Q: I was fascinated to learn about how weather events like typhoons were mobilized by the British as a legitimizing narrative of empire. You also demonstrate that British colonialism in Hong Kong was predicated on the colony’s being ‘made barren’ so that it could in turn be reconfigured as a tropical ideal. With this emphasis on environment, I’m interested to know if these British imaginaries effectively worked to de-people Hong Kong in ways that also served imperial claims. How do local people appear (or not) in the British discourses you study?

A: There are two ways in which the island of Hong Kong was ‘de-peopled’ in the British imaginaries. When the British first took control of Hong Kong, it was only of the island. It wasn’t until 1860, that the Kowloon Peninsula on the Chinese mainland was ceded to Britain. So early references to local or existing Chinese people in Hong Kong were referring to people who lived on the water or lived in small villages. While the population on the water was a concern for the British colonial government, they were considered fluid and not part of the landscape, and thus didn’t pose in those early years a claim to the land of Hong Kong. In the nineteenth century, narratives of the local population in the small villages tended to veer towards the same orientalist tropes used to depict any Chinese villages at that time, rendered them an ornamental addition to the landscape.
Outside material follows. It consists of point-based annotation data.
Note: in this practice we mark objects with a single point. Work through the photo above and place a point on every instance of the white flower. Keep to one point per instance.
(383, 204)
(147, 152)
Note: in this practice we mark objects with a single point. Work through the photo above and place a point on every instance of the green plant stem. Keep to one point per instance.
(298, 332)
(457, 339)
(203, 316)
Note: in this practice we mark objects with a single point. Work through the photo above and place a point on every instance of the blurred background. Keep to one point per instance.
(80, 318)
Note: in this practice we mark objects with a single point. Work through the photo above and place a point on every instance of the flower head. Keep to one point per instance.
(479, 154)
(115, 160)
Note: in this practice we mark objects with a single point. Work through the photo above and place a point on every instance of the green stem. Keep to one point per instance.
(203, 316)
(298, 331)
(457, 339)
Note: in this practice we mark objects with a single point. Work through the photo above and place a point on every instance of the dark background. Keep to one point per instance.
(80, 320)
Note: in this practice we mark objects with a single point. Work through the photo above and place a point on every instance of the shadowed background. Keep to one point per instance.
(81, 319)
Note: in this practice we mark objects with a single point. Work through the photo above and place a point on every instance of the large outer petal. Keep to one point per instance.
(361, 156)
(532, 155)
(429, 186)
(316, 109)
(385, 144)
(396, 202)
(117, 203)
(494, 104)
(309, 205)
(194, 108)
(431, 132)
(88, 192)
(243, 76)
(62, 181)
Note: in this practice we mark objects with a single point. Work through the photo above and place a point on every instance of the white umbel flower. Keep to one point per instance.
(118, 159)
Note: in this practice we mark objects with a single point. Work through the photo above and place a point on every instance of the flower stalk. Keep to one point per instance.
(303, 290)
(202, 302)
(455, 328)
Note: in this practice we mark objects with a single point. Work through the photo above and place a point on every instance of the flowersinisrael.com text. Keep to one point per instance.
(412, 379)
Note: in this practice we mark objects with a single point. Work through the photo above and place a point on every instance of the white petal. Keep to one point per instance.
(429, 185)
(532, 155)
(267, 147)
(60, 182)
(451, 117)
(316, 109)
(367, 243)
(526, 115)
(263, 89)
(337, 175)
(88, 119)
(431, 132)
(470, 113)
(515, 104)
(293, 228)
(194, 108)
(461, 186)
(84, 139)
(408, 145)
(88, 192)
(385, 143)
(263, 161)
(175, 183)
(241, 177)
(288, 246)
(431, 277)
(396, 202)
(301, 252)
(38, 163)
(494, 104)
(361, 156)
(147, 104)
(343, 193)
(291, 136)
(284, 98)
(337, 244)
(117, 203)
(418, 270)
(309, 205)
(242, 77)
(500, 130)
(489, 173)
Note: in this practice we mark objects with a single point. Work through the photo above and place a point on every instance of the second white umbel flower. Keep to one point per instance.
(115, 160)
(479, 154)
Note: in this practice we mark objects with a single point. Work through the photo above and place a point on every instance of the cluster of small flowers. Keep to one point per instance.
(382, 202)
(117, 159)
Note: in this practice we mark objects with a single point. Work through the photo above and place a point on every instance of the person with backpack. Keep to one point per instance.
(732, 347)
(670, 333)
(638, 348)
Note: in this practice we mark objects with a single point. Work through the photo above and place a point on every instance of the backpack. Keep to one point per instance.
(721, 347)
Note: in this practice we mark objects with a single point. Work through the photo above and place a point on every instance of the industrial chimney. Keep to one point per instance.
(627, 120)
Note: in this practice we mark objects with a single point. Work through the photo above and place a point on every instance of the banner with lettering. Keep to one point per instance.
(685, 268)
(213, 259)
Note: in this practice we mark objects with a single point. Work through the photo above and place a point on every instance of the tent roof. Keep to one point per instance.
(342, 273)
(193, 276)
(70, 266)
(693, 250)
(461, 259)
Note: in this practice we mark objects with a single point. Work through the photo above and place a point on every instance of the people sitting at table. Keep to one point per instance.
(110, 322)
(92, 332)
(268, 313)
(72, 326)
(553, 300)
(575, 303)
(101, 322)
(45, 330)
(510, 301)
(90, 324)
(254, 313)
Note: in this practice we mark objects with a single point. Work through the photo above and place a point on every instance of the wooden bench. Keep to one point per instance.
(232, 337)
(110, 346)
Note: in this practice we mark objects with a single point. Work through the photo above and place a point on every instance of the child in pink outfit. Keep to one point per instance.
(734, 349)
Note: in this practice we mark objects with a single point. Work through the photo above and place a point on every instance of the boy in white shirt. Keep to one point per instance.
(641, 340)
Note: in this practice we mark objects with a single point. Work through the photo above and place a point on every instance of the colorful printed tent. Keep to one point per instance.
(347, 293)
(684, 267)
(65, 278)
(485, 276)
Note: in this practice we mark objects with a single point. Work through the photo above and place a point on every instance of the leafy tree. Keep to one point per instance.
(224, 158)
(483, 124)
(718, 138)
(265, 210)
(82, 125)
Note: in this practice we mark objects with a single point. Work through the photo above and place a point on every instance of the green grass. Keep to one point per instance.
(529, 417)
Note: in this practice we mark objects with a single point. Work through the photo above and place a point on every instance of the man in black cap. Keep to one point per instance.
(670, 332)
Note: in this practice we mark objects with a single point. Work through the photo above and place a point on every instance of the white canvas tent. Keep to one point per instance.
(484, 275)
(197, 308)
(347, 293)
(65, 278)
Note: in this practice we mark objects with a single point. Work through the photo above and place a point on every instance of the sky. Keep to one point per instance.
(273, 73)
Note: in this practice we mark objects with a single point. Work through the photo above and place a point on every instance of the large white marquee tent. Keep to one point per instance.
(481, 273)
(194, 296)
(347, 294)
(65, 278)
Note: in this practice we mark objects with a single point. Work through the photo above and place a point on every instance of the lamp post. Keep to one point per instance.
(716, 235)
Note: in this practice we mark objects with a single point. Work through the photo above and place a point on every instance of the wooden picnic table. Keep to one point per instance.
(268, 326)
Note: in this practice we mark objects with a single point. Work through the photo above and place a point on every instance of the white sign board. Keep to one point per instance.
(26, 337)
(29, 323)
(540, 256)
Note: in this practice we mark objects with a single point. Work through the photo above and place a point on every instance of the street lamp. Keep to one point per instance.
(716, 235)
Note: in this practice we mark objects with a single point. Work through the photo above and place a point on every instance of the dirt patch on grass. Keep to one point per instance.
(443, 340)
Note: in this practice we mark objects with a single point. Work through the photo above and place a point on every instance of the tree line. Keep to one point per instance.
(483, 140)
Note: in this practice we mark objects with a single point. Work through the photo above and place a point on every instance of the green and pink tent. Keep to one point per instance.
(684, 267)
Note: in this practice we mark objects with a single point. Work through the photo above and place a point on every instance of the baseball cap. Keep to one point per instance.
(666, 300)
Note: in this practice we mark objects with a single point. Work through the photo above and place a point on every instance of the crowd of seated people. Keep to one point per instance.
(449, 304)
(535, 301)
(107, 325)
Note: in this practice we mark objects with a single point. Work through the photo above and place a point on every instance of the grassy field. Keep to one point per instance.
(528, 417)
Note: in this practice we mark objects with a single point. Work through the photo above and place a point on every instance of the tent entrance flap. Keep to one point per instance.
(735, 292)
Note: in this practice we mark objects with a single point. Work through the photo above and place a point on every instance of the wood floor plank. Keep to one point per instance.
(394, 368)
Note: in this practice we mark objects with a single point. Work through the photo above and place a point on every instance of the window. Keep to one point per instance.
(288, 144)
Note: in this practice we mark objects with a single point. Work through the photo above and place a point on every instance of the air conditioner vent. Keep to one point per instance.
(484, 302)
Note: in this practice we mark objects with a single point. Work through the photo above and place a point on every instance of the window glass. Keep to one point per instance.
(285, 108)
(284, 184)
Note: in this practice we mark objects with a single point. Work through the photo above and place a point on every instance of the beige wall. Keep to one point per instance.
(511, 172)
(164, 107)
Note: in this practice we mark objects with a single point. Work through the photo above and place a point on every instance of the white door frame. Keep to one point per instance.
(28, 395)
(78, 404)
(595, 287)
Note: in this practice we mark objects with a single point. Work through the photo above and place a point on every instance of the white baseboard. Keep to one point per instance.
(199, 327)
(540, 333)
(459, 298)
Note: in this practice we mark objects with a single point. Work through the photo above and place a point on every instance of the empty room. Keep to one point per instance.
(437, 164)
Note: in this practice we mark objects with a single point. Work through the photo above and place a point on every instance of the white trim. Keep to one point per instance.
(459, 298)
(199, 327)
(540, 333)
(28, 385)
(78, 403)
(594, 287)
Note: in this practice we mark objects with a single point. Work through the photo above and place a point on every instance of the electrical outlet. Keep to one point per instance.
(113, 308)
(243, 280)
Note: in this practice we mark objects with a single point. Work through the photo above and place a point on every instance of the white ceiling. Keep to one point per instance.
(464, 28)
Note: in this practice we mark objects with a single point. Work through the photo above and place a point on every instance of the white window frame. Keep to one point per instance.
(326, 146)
With the establishment of the colony and extension of the colony into mainland China, the majority of the ‘local’ population was Chinese, but they were seen again to be fluid and migratory under British rule. So while this Chinese population became the local, supplanting the villages and water population, they were similarly divorced from the land in these British discourses. Effectively, British discourses rendered Hong Kong barren of people and civilization at the very moment it was ceded to Britain.


About the authors:

Dr Chi Chi Huang is a postdoctoral research fellow at UNSW, working on the ARC Special Initiative Project, ‘Rethinking Medico-Legal Borders: From international to internal histories.’ She holds a PhD from HKU (2018) and an MPhil from Cambridge. Her doctoral research on the production of British popular and visual cultures of Hong Kong explores the environment as commodity, the notion of an imperial ideal, and tropicality.

Dr Emma Thomas is a postdoctoral research fellow with the Laureate Centre for History and Population at UNSW Sydney. She specialises in histories of gender, labour and colonialism, with a focus on transnational histories of Oceania and Europe. Her doctoral dissertation (Michigan, 2019) and first book project analyses intersections of gender and sexuality, labour regimes, violence, and demographic concerns in Papua New Guinea under German colonial rule.